Mais ce qui me gêne le plus, dans ce « référendum d’initiative citoyenne », c’est le fait qu’il soit envisagé comme une arme contre le Parlement. Car cette soif de référendum exprime une défiance envers les élus, et envers la démocratie représentative elle-même. Derrière cette aspiration à une forme de démocratie plus directe, il y a la volonté de délégitimer le Parlement et, plus généralement, les responsables politiques. Les citoyens revendiquent le droit de légiférer à la place des législateurs qu’ils ont eux-mêmes élus. L’opinion du simple citoyen est alors considérée comme supérieure à l’expertise du parlementaire, y compris sur des sujets techniques d’une grande complexité. Certains gilets jaunes évoquent même un « référendum révocatoire » qui permettrait de révoquer des élus avant la fin de leur mandat, une idée qu’avait défendue Jean-Luc Mélenchon lors de la présidentielle de 2017.

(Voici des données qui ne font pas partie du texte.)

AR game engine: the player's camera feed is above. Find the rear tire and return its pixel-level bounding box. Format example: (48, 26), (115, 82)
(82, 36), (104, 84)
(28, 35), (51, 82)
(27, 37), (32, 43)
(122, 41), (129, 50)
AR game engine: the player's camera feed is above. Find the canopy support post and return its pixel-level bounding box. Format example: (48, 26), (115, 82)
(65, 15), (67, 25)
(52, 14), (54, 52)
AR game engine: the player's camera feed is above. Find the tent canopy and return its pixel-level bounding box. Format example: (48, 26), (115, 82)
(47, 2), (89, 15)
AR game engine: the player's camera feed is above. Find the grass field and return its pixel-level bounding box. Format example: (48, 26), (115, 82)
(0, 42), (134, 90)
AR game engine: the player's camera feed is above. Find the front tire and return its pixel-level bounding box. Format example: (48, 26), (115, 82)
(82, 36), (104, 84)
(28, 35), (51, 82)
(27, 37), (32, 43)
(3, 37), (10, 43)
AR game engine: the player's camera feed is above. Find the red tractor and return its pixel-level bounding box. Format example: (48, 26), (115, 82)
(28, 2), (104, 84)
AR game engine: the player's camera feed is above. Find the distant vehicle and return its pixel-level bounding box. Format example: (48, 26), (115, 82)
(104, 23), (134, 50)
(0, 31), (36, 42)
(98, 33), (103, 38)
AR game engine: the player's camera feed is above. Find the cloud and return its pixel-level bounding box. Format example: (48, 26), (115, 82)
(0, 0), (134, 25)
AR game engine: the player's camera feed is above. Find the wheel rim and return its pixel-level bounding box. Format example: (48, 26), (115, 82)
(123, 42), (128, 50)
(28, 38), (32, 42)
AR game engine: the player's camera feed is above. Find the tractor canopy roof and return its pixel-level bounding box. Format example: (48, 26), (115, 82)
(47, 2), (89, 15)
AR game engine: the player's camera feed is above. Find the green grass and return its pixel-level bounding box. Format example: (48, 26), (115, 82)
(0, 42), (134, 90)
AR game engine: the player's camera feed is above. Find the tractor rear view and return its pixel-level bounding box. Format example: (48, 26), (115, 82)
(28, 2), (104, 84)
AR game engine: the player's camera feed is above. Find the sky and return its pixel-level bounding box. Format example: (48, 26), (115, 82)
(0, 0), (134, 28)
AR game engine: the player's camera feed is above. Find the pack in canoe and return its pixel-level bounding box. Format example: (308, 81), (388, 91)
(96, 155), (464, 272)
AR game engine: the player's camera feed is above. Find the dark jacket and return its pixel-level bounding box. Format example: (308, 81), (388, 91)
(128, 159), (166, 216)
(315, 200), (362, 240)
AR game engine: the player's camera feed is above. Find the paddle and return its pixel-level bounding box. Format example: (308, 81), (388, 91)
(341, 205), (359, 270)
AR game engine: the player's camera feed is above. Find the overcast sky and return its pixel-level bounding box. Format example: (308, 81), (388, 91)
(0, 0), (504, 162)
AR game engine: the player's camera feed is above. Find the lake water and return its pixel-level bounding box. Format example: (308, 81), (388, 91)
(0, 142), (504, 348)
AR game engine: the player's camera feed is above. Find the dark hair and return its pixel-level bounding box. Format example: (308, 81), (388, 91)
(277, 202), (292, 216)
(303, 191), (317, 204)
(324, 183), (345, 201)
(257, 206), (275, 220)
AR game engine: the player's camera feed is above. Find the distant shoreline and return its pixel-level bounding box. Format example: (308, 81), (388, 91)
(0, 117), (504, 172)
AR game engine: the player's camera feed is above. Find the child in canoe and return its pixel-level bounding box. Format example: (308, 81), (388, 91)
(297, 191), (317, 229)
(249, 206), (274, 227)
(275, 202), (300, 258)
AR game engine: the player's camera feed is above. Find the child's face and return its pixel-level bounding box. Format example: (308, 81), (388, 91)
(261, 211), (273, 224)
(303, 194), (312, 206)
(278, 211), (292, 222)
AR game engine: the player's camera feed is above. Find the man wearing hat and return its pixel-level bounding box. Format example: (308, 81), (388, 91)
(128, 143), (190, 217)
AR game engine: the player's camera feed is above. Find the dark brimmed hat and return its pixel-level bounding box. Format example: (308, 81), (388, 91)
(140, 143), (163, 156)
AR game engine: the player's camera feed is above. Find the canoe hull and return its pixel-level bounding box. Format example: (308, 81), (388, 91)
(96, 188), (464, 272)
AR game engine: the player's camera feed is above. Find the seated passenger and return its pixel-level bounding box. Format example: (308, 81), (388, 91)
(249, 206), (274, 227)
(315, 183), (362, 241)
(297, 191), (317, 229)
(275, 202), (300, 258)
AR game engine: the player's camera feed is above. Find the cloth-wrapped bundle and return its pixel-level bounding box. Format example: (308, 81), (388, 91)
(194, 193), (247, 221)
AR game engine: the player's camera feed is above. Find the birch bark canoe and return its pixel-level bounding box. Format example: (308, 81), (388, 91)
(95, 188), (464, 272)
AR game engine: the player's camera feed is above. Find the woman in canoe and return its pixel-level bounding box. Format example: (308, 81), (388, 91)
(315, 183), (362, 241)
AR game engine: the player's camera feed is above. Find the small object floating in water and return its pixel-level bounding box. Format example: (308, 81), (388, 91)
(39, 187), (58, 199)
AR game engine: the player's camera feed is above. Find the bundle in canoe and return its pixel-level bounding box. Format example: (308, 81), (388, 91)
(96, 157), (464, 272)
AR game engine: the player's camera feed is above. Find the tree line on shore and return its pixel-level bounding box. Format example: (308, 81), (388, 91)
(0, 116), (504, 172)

La démocratie représentative n’est pas un système parfait, mais je reste persuadé que c’est le moins imparfait des systèmes. Le principe de représentation est le fondement de toute la tradition républicaine française : il est né de la Révolution, lorsque les députés du Tiers état se sont proclamés « assemblée nationale » et qu’ils ont commencé à légiférer au nom de la nation toute entière. Le Parlement représente la nation : c’est au nom de la nation qu’il vote les lois. A quoi sert-il d’élire des représentants pour ensuite les priver du pouvoir législatif qui leur a été confié par le peuple ? Beaucoup de Français dénigrent aujourd’hui un Parlement qu’ils ont eux-mêmes affaibli à force de bouder les urnes : le taux d’abstention était de 51% au premier tour des législatives de 2017, et de 57% au second tour ! Triste contradiction : les Français ne votent pas mais se plaignent d’être mal représentés.

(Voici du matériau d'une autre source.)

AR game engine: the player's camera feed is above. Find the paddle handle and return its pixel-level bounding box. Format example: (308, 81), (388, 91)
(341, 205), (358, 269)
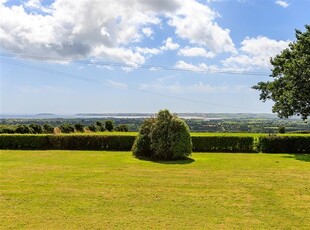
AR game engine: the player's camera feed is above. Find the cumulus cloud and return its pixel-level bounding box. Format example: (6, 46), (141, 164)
(160, 37), (180, 50)
(106, 80), (127, 89)
(139, 81), (251, 94)
(174, 61), (209, 72)
(178, 46), (215, 58)
(0, 0), (235, 66)
(168, 0), (236, 53)
(222, 36), (290, 70)
(275, 0), (290, 8)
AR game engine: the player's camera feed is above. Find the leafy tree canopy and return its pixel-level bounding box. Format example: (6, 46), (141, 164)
(253, 25), (310, 120)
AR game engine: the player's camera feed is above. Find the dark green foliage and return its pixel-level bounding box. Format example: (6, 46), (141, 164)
(115, 125), (128, 132)
(192, 136), (254, 153)
(0, 127), (16, 134)
(0, 135), (135, 151)
(15, 125), (33, 134)
(43, 124), (54, 133)
(29, 124), (43, 134)
(95, 121), (106, 132)
(133, 110), (192, 160)
(96, 121), (103, 126)
(88, 125), (98, 132)
(258, 136), (310, 153)
(253, 25), (310, 120)
(278, 126), (285, 133)
(74, 123), (84, 132)
(132, 118), (156, 158)
(105, 121), (114, 132)
(59, 124), (74, 133)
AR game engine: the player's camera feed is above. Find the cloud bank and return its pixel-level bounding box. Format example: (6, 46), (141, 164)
(0, 0), (236, 66)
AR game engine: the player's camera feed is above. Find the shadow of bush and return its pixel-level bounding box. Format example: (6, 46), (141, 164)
(285, 154), (310, 162)
(137, 157), (195, 165)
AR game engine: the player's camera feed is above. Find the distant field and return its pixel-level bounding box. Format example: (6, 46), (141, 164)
(0, 150), (310, 229)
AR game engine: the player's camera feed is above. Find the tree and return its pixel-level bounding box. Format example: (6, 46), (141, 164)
(278, 126), (285, 133)
(74, 123), (84, 132)
(59, 124), (74, 133)
(133, 110), (192, 160)
(105, 120), (114, 132)
(15, 125), (33, 134)
(88, 125), (98, 132)
(96, 121), (105, 132)
(252, 25), (310, 120)
(29, 124), (43, 133)
(43, 124), (54, 133)
(115, 124), (128, 132)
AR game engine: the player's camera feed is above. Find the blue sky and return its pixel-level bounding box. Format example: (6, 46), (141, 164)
(0, 0), (310, 114)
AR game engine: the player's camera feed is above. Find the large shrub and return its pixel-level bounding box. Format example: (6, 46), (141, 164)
(59, 124), (74, 133)
(133, 110), (192, 160)
(15, 125), (33, 134)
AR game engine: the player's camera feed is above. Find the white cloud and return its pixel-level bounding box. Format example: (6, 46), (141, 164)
(174, 61), (209, 72)
(136, 47), (162, 55)
(178, 46), (215, 58)
(275, 0), (290, 8)
(168, 0), (236, 53)
(106, 80), (127, 89)
(142, 27), (154, 37)
(0, 0), (179, 64)
(222, 36), (290, 70)
(139, 81), (252, 94)
(0, 0), (235, 66)
(160, 37), (180, 50)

Le RIC est une fausse bonne idée. Je ne pense pas qu’il faille opposer le peuple à ses représentants. Je ne pense pas qu’il faille envisager le référendum comme une alternative à la démocratie représentative. Il existe déjà, dans notre Constitution, un « référendum d’initiative partagée » : il est en effet possible de convoquer un référendum à l’initiative d’1/5 des membres du Parlement, soutenus par 1/10 du corps électoral, soit environ 4,5 millions d’électeurs. Cette procédure introduite par la révision constitutionnelle de 2008 n’a jamais été appliquée, mais elle peut être améliorée : on peut abaisser le seuil de signatures nécessaires en le ramenant, par exemple, à 1 million.

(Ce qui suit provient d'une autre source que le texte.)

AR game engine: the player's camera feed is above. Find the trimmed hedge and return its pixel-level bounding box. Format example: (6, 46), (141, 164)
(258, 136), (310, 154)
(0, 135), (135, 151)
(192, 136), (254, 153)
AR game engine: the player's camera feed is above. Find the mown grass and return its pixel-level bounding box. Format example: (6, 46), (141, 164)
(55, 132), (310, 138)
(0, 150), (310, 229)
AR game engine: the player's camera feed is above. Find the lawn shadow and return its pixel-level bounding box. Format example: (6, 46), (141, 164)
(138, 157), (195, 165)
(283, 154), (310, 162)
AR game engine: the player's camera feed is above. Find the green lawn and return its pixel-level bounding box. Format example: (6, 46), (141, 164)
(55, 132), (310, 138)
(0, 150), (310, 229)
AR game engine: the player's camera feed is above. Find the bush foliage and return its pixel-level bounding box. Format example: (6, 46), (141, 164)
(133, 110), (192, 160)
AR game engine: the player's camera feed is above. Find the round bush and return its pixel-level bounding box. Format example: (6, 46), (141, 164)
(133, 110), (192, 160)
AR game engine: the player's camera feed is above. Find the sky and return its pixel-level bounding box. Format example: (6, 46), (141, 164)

Mais il faut aussi améliorer la représentativité du Parlement, et cela doit passer par l’introduction d’une dose de proportionnelle aux élections législatives. Le scrutin majoritaire prive de représentation une partie trop importante du corps électoral. Je pense que 25% des députés pourraient être élus à la proportionnelle, ce qui permettrait aux petites formations d’être mieux représentées sans empêcher la mise en place de majorités politiques stables.